Un mondo nuovo

Cacciatori di eurofurfanti


2017, Avvenire 17 ott – LUSSEMBURGO. Il cacciatore di eurofurfanti una speranza per il Continente. Questo cacciatore di eurofurfanti non c'è ancora in carne e ossa, neppure in scrivanie e computer. Ma ci sarà, se la vecchia Unione Europea saprà resistere per i prossimi due-tre anni alle spinte disgregatrici. Sarà infatti verso la fine del 2020 che comincerà ad operare concretamente l'EPPO, immancabile acronimo inglese dell'"European Public Prosecutor's Office", che in italiano si può rendere come Superprocura europea antifrode. Intanto il dado politico e giuridico è tratto, perché il Parlamento di Strasburgo l'ha lanciato definitivamente il 5 ottobre, approvando con 456 sì, 115 no e 60 astensioni la risoluzione che l'istituisce.
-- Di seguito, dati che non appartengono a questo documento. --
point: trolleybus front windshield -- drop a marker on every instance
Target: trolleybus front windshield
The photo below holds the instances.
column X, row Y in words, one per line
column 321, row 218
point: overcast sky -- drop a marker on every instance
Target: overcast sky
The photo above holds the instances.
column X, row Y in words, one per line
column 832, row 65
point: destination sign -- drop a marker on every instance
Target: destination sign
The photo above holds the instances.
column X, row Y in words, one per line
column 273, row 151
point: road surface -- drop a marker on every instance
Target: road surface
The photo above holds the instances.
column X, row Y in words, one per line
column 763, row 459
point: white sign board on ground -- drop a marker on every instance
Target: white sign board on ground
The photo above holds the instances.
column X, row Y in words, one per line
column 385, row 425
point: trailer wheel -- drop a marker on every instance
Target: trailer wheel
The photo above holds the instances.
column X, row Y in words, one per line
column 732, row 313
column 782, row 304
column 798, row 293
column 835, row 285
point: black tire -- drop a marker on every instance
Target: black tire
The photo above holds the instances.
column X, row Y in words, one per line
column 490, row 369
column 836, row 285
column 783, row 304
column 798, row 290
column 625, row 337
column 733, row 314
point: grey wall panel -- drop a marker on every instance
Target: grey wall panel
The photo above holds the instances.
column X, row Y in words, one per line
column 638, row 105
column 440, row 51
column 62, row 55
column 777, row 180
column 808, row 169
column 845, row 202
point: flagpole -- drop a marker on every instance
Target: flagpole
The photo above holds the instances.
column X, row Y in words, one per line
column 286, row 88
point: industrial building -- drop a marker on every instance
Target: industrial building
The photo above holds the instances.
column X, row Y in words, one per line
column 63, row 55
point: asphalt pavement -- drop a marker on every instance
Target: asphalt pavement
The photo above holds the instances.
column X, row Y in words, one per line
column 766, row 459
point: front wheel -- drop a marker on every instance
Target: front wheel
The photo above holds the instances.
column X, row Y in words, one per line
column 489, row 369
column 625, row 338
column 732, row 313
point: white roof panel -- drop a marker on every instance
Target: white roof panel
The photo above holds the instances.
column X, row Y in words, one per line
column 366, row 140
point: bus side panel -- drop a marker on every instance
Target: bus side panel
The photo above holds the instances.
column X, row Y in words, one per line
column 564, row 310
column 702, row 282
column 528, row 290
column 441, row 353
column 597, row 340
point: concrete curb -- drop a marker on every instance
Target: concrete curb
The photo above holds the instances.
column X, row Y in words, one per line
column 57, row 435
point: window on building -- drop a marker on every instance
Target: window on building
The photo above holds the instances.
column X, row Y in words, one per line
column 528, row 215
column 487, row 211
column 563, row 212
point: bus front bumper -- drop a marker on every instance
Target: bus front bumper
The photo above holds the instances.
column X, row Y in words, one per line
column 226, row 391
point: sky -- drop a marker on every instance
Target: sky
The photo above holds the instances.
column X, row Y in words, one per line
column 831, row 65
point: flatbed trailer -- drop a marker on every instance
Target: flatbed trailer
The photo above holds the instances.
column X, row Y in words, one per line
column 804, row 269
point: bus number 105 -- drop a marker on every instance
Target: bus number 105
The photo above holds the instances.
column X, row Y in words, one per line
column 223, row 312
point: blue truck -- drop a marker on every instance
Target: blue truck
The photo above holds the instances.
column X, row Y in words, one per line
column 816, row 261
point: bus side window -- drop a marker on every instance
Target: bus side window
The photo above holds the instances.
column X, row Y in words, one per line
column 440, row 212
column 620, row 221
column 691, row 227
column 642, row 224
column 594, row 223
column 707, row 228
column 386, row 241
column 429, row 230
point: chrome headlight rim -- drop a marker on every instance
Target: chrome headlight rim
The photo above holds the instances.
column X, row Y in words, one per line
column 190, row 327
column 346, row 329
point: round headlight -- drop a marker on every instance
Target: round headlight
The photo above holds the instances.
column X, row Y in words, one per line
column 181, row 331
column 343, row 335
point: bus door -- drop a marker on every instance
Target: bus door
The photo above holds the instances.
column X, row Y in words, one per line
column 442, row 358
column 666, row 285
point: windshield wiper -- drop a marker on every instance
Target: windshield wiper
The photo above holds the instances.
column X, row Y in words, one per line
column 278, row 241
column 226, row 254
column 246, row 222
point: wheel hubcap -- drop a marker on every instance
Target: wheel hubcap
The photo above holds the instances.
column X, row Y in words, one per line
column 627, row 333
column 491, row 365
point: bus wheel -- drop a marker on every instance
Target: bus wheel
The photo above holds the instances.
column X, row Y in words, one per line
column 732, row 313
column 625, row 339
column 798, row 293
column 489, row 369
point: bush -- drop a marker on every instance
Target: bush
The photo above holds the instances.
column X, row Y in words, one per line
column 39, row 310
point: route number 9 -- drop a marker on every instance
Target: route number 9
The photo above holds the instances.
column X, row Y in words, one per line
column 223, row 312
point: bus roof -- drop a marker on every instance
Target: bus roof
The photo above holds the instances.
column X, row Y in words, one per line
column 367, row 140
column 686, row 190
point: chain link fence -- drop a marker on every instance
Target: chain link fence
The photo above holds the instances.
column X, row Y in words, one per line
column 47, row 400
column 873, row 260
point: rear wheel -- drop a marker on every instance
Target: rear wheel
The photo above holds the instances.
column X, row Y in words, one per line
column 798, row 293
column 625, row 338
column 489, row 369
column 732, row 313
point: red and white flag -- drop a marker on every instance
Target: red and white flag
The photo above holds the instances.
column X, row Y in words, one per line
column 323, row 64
La novità è rilevante, verrebbe da dire clamorosa per il segnale in controtendenza che lancia: un magistrato penale, con il potere di inquisire direttamente, anche di arrestare, i sospettati di crimini nell'uso dei fondi comunitari, colpendo frodi, corruzione e imbrogli transfrontalieri sull'Iva. Poteri esercitabili in tutti gli Stati aderenti all'iniziativa di "cooperazione rafforzata". Tra questi: l'Italia, all'inizio tentennante perché sperava di più, assieme a Germania, Francia, Spagna e Belgio. Mentre sono ancora "fuori" l'Olanda, la Polonia, l'Ungheria e l'Irlanda. Ma secondo le regole di Nizza, potranno sempre unirsi al gruppo. Finora tutto questo non era giuridicamente possibile e il pur efficace lavoro investigativo dell'Olaf (l'Ufficio della Commissione di Bruxelles diretto da Giovanni Kessler) doveva sempre fare i conti con le singole competenze territoriali. Accanto al Procuratore Capo "centrale" incaricato del coordinamento, nell'EPPO agiranno inquirenti delegati, uno per ciascun Paese, che manteranno il ruolo di magistrati nazionali, ma nella loro veste comunitaria saranno svincolati dalle singole gerarchie giudiziarie statuali. Sarà insomma una squadra di "eurotoghe" in piena regola, strettamente collegate tra loro e in grado di affrontare la sfida di reati che non conoscono frontiere. La posta in gioco è economicamente cospicua (le frondi ai danni dei fondi Ue negli ultimi anni sono state calcolate in non meno di mezzo miliardo di euro), ma è giusto sottolineare soprattutto la portata simbolica di un primo esempio di giustizia esercitata "in nome del popolo europeo".